|Title||Proceedings of COMPSTAT'2010Examining the Association between Deprivation Profiles and Air Pollution in Greater London using Bayesian Dirichlet Process Mixture Models|
|Year of Publication||2010|
|Authors||Molitor, J, Fortunato, L|
|Series Editor||Lechevallier, Y, Saporta, G|
|Number of Pages||277 - 283|
Standard regression analyses are often plagued with problems encountered when one tries to make inference going beyond main effects, using datasets that contain dozens of variables that are potentially correlated. This situation arises, for example, in environmental deprivation studies, where a large number of deprivation scores are used as covariates, yielding a potentially unwieldy set of interrelated data from which teasing out the joint effect of multiple deprivation indices is difficult.
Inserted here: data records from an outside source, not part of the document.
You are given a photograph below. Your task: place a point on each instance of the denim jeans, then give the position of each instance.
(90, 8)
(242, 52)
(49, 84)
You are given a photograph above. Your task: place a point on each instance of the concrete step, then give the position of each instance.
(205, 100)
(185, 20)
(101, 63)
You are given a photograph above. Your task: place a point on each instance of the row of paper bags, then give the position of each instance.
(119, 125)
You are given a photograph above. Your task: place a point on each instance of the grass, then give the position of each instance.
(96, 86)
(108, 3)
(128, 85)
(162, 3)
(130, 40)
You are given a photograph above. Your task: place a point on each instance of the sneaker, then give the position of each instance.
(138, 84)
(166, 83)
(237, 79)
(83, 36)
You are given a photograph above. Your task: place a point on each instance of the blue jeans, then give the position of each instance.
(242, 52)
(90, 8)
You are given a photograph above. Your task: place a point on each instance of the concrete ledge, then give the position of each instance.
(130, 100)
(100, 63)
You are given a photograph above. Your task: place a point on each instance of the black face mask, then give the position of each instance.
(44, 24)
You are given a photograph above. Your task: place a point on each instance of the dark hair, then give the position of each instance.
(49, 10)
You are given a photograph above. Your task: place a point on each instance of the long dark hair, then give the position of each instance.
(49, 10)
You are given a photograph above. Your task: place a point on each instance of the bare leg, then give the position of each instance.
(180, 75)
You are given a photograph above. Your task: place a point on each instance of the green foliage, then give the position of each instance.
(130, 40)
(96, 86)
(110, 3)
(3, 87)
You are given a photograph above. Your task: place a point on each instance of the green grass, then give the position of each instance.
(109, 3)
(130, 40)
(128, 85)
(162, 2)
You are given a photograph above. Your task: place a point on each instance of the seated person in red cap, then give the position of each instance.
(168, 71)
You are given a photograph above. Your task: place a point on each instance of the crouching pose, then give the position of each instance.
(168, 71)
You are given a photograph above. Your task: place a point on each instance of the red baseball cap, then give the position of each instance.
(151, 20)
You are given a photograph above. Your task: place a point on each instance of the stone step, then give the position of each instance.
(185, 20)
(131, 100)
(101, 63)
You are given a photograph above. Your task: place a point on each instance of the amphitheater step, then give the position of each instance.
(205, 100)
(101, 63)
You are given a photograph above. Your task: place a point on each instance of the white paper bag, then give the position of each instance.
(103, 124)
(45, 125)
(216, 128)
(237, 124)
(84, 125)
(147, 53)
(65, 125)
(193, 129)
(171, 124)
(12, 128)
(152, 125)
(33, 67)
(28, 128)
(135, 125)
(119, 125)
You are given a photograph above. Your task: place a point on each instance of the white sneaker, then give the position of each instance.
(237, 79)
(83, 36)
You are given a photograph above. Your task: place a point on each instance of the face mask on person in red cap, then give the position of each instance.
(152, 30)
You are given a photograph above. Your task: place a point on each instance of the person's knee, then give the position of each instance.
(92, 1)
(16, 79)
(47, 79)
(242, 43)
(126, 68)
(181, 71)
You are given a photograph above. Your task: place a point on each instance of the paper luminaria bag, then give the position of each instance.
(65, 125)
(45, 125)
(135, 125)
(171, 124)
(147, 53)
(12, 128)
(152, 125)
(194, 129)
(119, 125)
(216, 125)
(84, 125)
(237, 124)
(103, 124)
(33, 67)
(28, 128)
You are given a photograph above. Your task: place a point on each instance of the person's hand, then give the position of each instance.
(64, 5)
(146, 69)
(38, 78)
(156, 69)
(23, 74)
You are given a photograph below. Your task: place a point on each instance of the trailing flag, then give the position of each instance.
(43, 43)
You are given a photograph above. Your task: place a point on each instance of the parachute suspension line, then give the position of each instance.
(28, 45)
We propose a method, based on Dirichlet-process mixture models that addresses these problems by using, as its basic unit of inference, a profile formed from a sequence of continuous deprivation measures. These deprivation profiles are clustered into groups and associated via a regression model to an air pollution outcome. The Bayesian clustering aspect of the proposed modeling framework has a number of advantages over traditional clustering approaches in that it allows the number of groups to vary, uncovers clusters and examines their association with an outcome of interest and fits the model as a unit, allowing a region’s outcome potentially to influence cluster membership. The method is demonstrated with an analysis UK Indices of Deprivation and PM10 exposure measures corresponding to super output areas (SOA’s) in greater London.